Trademark Appeal Case
複合語の品質表示と識別力
本データベースは、特許庁の審決例をAIで解析・要約したものです。拒絶理由通知に対する意見書作成や、審判請求書等の作成時の参考としてお役立てください。
基本情報
| 審判番号 | 不服2009−17585(T2009−17585/J1) |
|---|---|
| 審判種別 | 不服 |
| 結論 | 敗訴(請求棄却) |
理由テキスト
1 本願商標
本願商標は、「ネオジェネリック」の片仮名文字を標準文字により表してなり、第5類「薬剤,食餌療法用食品,食餌療法用飲料,医療用油紙,衛生マスク,オブラート,ガーゼ,カプセル,耳帯,眼帯,生理帯,生理用タンポン,生理用ナプキン,生理用パンティ,脱脂綿,ばんそうこう,包帯,包帯液,胸当てパッド」を指定商品として、平成20年8月8日に登録出願されたものである。
2 原査定における拒絶理由
原査定は、「本願商標は、『ネオジェネリック』の片仮名文字を標準文字で表してなるが、その構成中の『ネオ』の文字は、『最新の、近年の』の意味を有し、また、『ジェネリック』の文字は、その指定商品中『薬剤』との関係において、『薬の成分そのものやその製造方法を対象とする特許権が消滅した先発医薬品について、特許権者ではなかった医薬品製造メーカーがその特許の内容を利用して製造した、同じ主成分を含んだ医薬品、すなわちジェネリック医薬品』の意味合いを有する語として広く知られているから、商標全体としては、『最新のジェネリック薬品(薬剤)』程の意味合いを表すものと容易に看取されるものであり、これを本願指定商品中『薬剤』に使用しても、これに接する取引者・需要者に『最新のジェネリック薬品(薬剤)』であることを認識させるにすぎず、単に商品の品質を表示するものと認められる。したがって、本願商標は、商標法第3条第1項第3号に該当し、前記商品以外の商品に使用するときは、商品の品質の誤認を生じさせるおそれがあるので、同法第4条第1項第16号に該当する。」旨認定、判断し、本願を拒絶したものである。
3 当審における証拠調べ通知
当審において、本願商標が商標法第3条第1項第3号及び同法第4条第1項第16号に該当するか否かについて、職権に基づく証拠調べを行ったところ、別掲に示すとおりの事実を発見したので、同法第56条第1項で準用する特許法第150条第5項の規定に基づき、請求人に対し、平成22年4月21日付けで証拠調べの結果を通知した。
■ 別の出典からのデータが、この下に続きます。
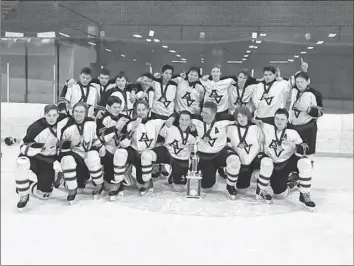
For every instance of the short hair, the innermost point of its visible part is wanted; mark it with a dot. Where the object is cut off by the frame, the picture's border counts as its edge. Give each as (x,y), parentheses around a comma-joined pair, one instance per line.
(244,111)
(112,100)
(270,69)
(303,75)
(86,71)
(105,72)
(168,67)
(282,111)
(211,105)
4 請求人は、前記3の証拠調べ通知に対し、何ら意見を述べていない。
5 当審の判断
本願商標は、「ネオジェネリック」の文字を標準文字で表してなるところ、別掲の証拠調べ通知の内容に示したとおり、構成中の「ネオ」の文字は、本願指定商品中「薬剤」を含む商品を取り扱う分野において、「新しい」を意味する語であって、「ネオ○○」のように使用されていることが認められる。
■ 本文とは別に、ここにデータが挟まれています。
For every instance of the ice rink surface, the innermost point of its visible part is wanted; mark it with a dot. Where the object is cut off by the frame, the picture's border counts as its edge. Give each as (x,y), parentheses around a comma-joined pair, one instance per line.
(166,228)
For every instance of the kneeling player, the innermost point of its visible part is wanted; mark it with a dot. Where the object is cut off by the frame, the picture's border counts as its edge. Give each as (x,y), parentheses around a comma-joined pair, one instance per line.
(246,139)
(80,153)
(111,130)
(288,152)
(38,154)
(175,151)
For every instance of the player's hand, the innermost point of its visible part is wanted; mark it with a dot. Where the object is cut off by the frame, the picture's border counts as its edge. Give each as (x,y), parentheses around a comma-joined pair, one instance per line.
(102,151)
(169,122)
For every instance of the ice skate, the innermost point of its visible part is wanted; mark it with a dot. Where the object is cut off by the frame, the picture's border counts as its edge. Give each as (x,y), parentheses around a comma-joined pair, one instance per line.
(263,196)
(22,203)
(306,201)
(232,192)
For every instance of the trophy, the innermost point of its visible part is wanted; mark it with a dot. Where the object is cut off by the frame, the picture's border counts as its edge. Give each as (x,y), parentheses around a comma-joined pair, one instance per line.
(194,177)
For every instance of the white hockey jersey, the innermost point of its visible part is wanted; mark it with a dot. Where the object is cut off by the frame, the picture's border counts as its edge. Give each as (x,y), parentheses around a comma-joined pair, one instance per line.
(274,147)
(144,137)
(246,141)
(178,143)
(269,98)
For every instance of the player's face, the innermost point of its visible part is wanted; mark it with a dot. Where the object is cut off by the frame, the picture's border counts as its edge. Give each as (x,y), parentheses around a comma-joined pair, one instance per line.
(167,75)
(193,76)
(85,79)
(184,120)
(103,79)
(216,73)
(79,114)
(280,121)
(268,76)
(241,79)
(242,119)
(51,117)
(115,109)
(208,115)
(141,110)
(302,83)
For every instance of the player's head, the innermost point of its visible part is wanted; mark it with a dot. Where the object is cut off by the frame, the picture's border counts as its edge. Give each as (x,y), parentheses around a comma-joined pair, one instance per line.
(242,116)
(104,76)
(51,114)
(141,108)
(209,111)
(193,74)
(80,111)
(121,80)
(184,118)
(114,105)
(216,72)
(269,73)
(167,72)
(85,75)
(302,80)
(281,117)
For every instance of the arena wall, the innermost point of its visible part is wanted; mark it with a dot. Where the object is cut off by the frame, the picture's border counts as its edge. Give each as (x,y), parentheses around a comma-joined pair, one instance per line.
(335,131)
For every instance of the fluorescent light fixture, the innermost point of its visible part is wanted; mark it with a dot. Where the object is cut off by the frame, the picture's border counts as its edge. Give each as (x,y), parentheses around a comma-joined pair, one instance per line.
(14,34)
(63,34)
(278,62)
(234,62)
また、構成中の「ジェネリック」の文字は、「先発医薬品の特許期間あるいは再審査期間が過ぎてから開発された、同じ成分を含む薬品であって、薬価を低く抑えることができる後発医薬品」を指称する「ジェネリック医薬品」に通じる語として普通に採択使用されていることが認められる。
そして、「ジェネリック医薬品」は、新たに剤形、色、大きさ等に工夫を施した新商品が販売されている実情にある。
そうとすれば、本願商標は、全体として「新しいジェネリック医薬品」程の意を表したものと容易に認識されるものということができる。
してみれば、本願商標をその指定商品中上記意に照応する商品に使用した場合、これに接する取引者、需要者は、単に商品の品質を表示する語として理解するにとどまり、自他商品の識別標識とは認識し得ないものというべきであるから、結局、本願商標は、商品の品質を普通に用いられる方法で表示する標章のみからなる商標といわなければならない。
また、本願商標は、これを前記商品以外の商品に使用するときは、商品の品質について誤認を生ずるおそれがあるものといわなければならない。
したがって、本願商標が商標法第3条第1項第3号及び同法第4条第1項第16号に該当するとして、本願を拒絶した原査定は妥当なものであって、これを取り消すことはできない。
よって、結論のとおり審決する。